Before Washington officials said that women could go into combat, they were out there in battle, but just not getting credit for it. Armed with M16’s and more robust firepower, women support troops backed up infantry units and got into the thick of it when called up to lend support. Transportation troops, in Iraq and Afghanistan, driving the IED laden roads with critically needed ammunition and supplies were always in the combat zone, explosive devices frequently causing the loss of limb and life attested to that.

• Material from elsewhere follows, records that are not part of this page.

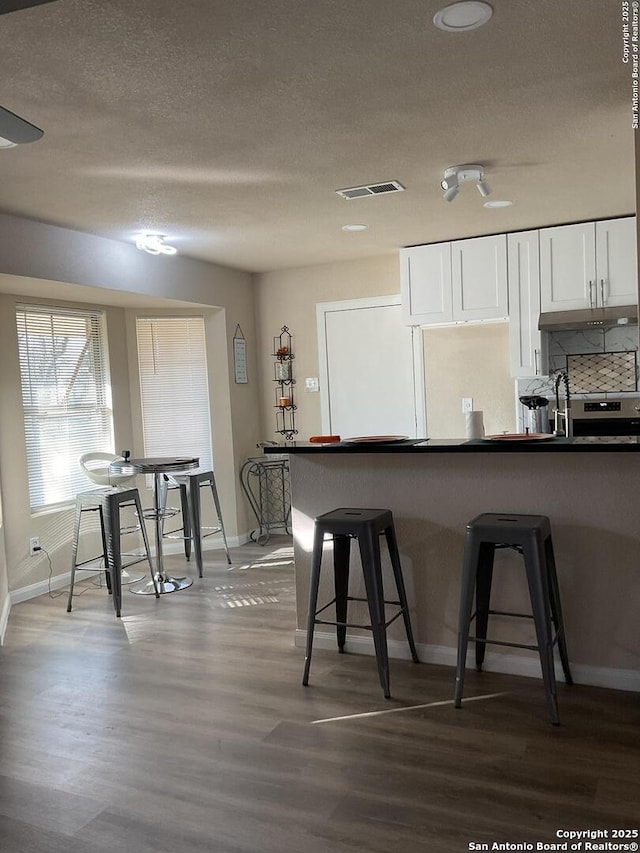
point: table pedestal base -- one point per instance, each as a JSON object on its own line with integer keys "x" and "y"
{"x": 131, "y": 577}
{"x": 165, "y": 584}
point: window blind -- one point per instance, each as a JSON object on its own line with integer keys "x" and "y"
{"x": 66, "y": 398}
{"x": 174, "y": 387}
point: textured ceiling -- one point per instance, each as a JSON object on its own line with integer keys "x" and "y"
{"x": 228, "y": 124}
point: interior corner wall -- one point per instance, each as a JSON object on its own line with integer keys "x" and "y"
{"x": 469, "y": 360}
{"x": 289, "y": 298}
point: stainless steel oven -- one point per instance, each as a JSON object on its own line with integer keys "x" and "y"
{"x": 604, "y": 416}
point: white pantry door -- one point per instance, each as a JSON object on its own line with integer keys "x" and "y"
{"x": 371, "y": 370}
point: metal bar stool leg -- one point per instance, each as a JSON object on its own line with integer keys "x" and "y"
{"x": 341, "y": 557}
{"x": 556, "y": 609}
{"x": 370, "y": 557}
{"x": 537, "y": 580}
{"x": 74, "y": 551}
{"x": 216, "y": 501}
{"x": 318, "y": 541}
{"x": 112, "y": 529}
{"x": 145, "y": 539}
{"x": 394, "y": 556}
{"x": 186, "y": 521}
{"x": 471, "y": 556}
{"x": 192, "y": 520}
{"x": 483, "y": 598}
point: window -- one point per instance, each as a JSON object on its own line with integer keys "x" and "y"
{"x": 174, "y": 387}
{"x": 66, "y": 397}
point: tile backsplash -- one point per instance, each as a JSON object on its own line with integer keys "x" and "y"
{"x": 602, "y": 372}
{"x": 581, "y": 341}
{"x": 608, "y": 343}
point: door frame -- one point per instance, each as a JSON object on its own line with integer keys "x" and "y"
{"x": 418, "y": 377}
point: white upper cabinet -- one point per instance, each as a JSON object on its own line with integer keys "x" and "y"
{"x": 479, "y": 273}
{"x": 567, "y": 267}
{"x": 524, "y": 303}
{"x": 590, "y": 265}
{"x": 445, "y": 283}
{"x": 616, "y": 262}
{"x": 425, "y": 285}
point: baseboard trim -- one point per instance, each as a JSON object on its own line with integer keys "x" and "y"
{"x": 59, "y": 581}
{"x": 592, "y": 676}
{"x": 4, "y": 618}
{"x": 42, "y": 587}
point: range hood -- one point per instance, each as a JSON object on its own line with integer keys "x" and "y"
{"x": 588, "y": 318}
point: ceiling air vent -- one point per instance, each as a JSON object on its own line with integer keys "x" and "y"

Miyoko Hikiji, a young woman from Iowa knows well of it—well enough to write a book about it.  All I Could Be—My Story as a Woman Warrior in Iraq tells it just the way it was when, as a young woman in the Iowa National Guard, she was deployed to Iraq after the invasion ten years ago and discovered that the peaceful world she knew amid the Midwestern farmland had been replaced by the wind driven sand dunes of Iraq. Peace she discovered had become a pleasant and distant memory. Armed with an M16 and the equipment of the modern warrior, Miyoko was told to take her weapon into the cab of a truck, sit behind the wheel, and join a series of convoys. Each day she drove deeper into harm’s way.

And each night was a nightmare in the making.  Miyoko writes of one such night,

“The infantry's mortar platoon, just down the street, zeroed in and returned fire. The opposite bank exploded.  Then, two patrol boats fixed with automatic weapons screamed by opening fire along the bank. The radio on the patio lit up with chatter but we couldn't make out details.    Moments later it was silent again.  Voices on the radio became clear--all clear.  Reluctantly we climbed out of the hole and returned to our tents.  No one could sleep but no one wanted to talk.  We lay silently in our bunks until the sun beckoned us to start another day.”

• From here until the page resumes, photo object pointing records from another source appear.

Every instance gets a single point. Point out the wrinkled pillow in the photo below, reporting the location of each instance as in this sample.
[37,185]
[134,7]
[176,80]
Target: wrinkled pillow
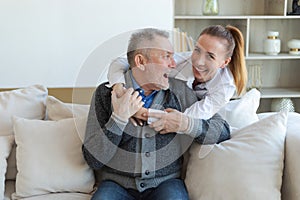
[26,102]
[248,166]
[49,157]
[57,109]
[242,112]
[6,143]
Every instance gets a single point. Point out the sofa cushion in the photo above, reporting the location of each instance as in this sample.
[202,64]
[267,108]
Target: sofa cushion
[242,112]
[291,178]
[248,166]
[61,196]
[28,102]
[57,109]
[49,157]
[6,143]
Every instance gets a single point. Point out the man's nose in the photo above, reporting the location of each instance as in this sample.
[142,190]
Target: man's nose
[200,60]
[172,63]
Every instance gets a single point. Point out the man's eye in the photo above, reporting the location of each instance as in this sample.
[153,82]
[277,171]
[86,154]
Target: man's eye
[197,50]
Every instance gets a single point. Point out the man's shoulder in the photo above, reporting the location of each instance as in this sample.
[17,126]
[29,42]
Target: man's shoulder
[175,84]
[102,89]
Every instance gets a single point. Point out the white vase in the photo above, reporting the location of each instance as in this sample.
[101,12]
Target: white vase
[210,7]
[272,43]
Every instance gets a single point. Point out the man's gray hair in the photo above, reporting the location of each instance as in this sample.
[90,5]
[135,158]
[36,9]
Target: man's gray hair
[140,42]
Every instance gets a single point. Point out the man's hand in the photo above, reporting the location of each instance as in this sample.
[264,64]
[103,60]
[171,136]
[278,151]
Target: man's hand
[126,105]
[139,117]
[119,89]
[171,121]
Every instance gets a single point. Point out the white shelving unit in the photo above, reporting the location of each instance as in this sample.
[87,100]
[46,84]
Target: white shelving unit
[280,74]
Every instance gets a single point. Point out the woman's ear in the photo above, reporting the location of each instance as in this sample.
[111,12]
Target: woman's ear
[139,60]
[227,61]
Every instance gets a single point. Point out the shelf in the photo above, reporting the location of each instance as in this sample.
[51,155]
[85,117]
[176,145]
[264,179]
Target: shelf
[236,17]
[280,92]
[261,56]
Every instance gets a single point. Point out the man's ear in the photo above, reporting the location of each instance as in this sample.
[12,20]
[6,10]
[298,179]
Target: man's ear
[227,61]
[140,61]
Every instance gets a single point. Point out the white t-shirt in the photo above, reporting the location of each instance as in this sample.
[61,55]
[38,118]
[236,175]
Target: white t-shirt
[219,90]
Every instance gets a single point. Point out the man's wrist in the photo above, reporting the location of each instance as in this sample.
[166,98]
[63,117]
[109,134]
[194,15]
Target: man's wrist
[119,119]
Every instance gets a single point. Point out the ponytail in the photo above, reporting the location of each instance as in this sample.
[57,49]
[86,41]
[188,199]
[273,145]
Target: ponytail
[237,64]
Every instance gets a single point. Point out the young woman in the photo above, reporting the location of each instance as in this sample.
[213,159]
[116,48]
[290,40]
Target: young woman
[216,69]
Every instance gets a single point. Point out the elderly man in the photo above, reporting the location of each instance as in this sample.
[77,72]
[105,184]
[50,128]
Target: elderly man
[138,162]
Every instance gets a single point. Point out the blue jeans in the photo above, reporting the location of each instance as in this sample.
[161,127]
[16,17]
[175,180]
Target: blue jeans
[173,189]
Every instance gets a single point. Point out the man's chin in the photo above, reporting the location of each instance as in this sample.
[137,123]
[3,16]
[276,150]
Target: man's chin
[164,86]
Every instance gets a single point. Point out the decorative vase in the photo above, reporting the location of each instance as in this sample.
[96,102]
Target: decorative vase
[210,7]
[294,46]
[272,43]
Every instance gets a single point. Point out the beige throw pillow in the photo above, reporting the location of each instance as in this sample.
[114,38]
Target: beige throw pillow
[6,143]
[246,167]
[26,102]
[49,157]
[242,112]
[57,109]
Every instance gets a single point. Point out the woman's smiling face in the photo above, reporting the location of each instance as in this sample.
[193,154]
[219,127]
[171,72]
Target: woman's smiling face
[209,54]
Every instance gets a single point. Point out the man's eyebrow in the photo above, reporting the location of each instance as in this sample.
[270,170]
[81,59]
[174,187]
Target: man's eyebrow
[211,54]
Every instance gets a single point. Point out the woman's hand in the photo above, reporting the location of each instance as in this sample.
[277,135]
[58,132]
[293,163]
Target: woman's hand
[170,121]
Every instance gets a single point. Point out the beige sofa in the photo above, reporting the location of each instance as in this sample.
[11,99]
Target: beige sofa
[41,137]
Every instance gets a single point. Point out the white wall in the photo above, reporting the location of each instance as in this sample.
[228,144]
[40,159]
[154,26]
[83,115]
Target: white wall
[53,42]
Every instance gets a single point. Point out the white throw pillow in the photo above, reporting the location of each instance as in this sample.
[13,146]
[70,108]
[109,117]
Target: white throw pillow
[248,166]
[57,109]
[49,157]
[291,178]
[242,112]
[27,102]
[6,143]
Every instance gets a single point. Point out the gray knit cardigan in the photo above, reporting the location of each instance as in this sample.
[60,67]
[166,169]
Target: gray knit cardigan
[139,157]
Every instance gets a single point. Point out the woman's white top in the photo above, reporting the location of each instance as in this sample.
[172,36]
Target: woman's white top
[219,90]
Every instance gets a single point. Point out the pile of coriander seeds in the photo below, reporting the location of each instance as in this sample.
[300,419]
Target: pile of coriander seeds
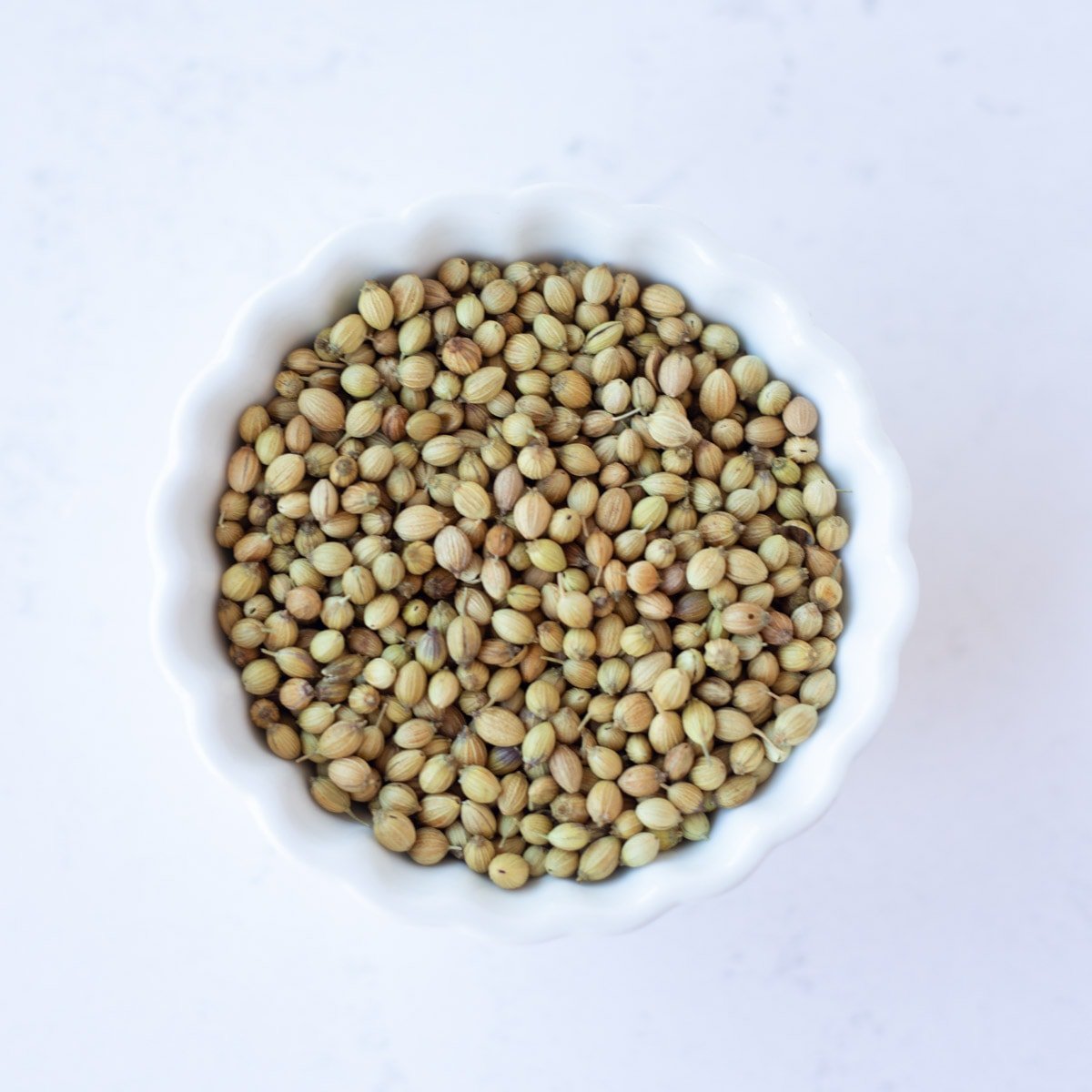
[534,566]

And, another day always brought stress, fear and all that war brings. “It is my war story,” writes Miyoko, “it is part military history, part personal revelation, part therapy,” the stuff of so many war stories that have become a vital part of the great American tradition. All I Could Be is a fascinating beginning to a new chapter in that great tradition: the recognition of the woman warrior in America. All I Could Be ▬My Story as a Woman Warrior in Iraq. #9781933909585 will be published by History Publishing Company in March 2013.